When Adobe introduced the PDF document format several years ago it was a simple format in which you could describe most printed pages non algorithmically. By its high level design it could only generate pixies for pages, search for text and scroll. It became common and adopted in many venues. Adobe has gradually added function to their standard and now it may execute 3rd party code to the detriment of the person opening the PDF document.

As an exercise I imagine how the function of Adobe’s unmodified Reader might be installed in a suspicious capability OS. In addition to the classic ‘preferences’ information kept for the user by the application between runs of the application, there is another body of control information kept by the system for the application and user to be kept between runs of the application. A tentatively call that an ‘access manifest’ after rumors a feature by such a name in the Chrome OS and also proposed Mozilla projects. The code of the application is not allowed to run except in compliance with this manifest.

The average user’s perspective

A .pdf file has arrived at your machine. You have an opinion but no assurance of its provenance. You would like to read it. You double click the document and if this is the first time you have read a .pdf file a system dialog box appears asking if Adobe’s Reader is the program with which you wish to view the file. It gives alternatives. If you choose Adobe Reader then it asks if there is any reason to grant that program any ability beyond producing an interactive window on the screen. There is no reason that you are aware of for the document to make any changes to your machine and so you answer ‘no’. The dialog asks what information the program is to be allowed. There may be a list of information items that the application is known to want, there may even be a list in information items that the application demands. I assume here that there are no demands.
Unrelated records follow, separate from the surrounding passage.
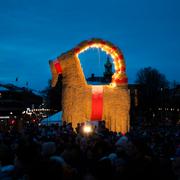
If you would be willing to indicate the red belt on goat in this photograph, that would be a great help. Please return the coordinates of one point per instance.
(97, 103)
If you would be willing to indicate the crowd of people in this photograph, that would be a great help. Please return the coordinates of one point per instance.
(61, 152)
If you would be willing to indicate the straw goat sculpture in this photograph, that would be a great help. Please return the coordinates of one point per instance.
(82, 102)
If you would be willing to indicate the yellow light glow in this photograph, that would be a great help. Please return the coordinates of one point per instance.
(87, 129)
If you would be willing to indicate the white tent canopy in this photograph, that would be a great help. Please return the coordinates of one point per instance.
(53, 119)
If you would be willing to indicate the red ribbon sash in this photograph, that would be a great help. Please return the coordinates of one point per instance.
(58, 67)
(97, 103)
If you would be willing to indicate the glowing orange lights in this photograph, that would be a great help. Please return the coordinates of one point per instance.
(119, 77)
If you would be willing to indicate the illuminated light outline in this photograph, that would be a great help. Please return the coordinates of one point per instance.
(119, 77)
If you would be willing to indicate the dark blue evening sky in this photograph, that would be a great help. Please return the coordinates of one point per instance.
(34, 31)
A new window opens with the content of the document. The window is interactive and responds to keyboard and mouse input. It is able to put things on the clipboard, but only when the mouse is clicked in the window. It is able to read the clipboard but only upon mouse click in the window. The application cannot move the cursor. These last three rules are variously understood by user; indeed some users assume that this is how all systems work.
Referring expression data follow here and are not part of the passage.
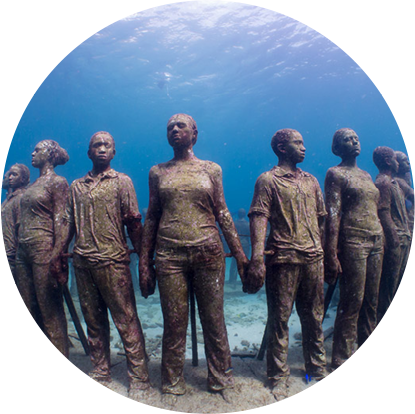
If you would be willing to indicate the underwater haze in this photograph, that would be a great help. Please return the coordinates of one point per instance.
(241, 72)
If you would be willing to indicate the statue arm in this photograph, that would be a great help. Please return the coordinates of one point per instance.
(384, 212)
(147, 273)
(63, 232)
(333, 192)
(224, 218)
(256, 270)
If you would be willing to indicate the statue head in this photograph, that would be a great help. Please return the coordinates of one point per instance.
(18, 176)
(404, 164)
(288, 144)
(385, 159)
(101, 148)
(49, 151)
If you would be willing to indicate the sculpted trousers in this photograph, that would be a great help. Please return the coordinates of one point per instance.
(394, 264)
(110, 287)
(361, 261)
(204, 267)
(302, 283)
(41, 295)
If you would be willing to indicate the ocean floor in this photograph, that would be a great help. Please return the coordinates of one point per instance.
(245, 318)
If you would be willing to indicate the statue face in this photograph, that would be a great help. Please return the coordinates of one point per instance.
(294, 148)
(101, 149)
(404, 164)
(394, 164)
(349, 145)
(15, 177)
(180, 133)
(41, 154)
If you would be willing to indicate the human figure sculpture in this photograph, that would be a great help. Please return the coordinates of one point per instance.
(186, 200)
(394, 219)
(16, 179)
(353, 246)
(41, 208)
(403, 177)
(291, 200)
(242, 227)
(99, 206)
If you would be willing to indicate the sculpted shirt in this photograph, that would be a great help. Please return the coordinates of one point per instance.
(393, 199)
(10, 218)
(99, 207)
(292, 202)
(37, 208)
(359, 199)
(184, 195)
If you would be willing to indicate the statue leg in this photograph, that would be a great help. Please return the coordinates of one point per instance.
(310, 308)
(366, 324)
(50, 298)
(233, 271)
(172, 279)
(392, 260)
(115, 285)
(281, 285)
(353, 258)
(95, 314)
(398, 288)
(208, 282)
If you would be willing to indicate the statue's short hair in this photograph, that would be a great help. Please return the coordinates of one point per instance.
(190, 120)
(24, 172)
(102, 133)
(58, 155)
(381, 155)
(337, 137)
(282, 136)
(400, 156)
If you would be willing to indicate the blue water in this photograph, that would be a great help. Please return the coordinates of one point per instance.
(241, 72)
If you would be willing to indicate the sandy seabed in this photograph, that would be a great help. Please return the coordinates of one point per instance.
(245, 318)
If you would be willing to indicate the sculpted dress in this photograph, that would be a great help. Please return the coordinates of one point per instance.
(352, 196)
(186, 199)
(42, 206)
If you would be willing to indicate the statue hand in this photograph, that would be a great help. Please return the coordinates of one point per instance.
(255, 276)
(393, 241)
(147, 280)
(58, 268)
(332, 268)
(242, 266)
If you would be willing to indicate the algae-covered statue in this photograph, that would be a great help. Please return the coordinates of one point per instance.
(242, 227)
(353, 246)
(99, 206)
(292, 201)
(186, 200)
(394, 219)
(404, 179)
(15, 181)
(41, 209)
System Designer’s perspective

The adobe reader has been wrapped in a standard wrapper but perhaps tailored a bit by a security expert to peculiar demands of an application. If it is my machine I appoint the expert—perhaps me. If it is my company’s machine perhaps the expert is someone else. The most surprising thing about the list of items that the application may want to query is how many there are. The system has the ability to generate synthetic values as responses to such queries by the application. An unsettled question is which of these queries may be a deal breaker with the legitimate application author who may have a business plan to protect.
Current Time
The application author or the originator of the PDF document may wish to place limits on the times that the document may be viewed. My only judgement here is such a restriction should be known upon first viewing of the document. It may condition whether a payment is made. I do not know whether Adobe supports such restrictions.
Size of Screen
within which an application window must presumably fit. Market segmentation schemes may temp the application author or document author to restrict function of availability by platform. Double scrolling may be necessary if subterfuge is required.
System Fingerprint
may be used to monitor compliance with contracts under which the application or document is available.
Network Access
is taken for granted in many applications and operating systems. It is not possible to fake access to the net, but it is possible to intercept and transform the data streams. Given tamper resistance, crypto may protect the wary application from the machine operator.
If the system architects aspire to allow demands for classes of queries, on the part of application or document authors, they commit to some degree of physical tamper resistance. I do not address this problem further here.

For legacy applications written for extant systems, queries about directory contents may be satisfied by an initially empty user directory. Some applications may find in convenient to keep files. What is novel here is that the application may request privacy for such directories, contingent again on tamper resistance. Persistent private application directories that last between application sessions, like web cookies, interfere with some of the above goals. Some of the problems can be solved by supporting multiple sets of private application files; but this may confound application limitation schemes. There is clearly a chess game to be played. Such matters are considered more extensively here.

Elements of these features are rumored in Chrome OS. I have not sought details. I suspect that they each require blocks of kernel code. In a proper capability system all of the above can be provided outside the kernel. Given the games to be played it is strategic that code for new wrinkles not damage previous security arrangements. Capabilities allow this strategy.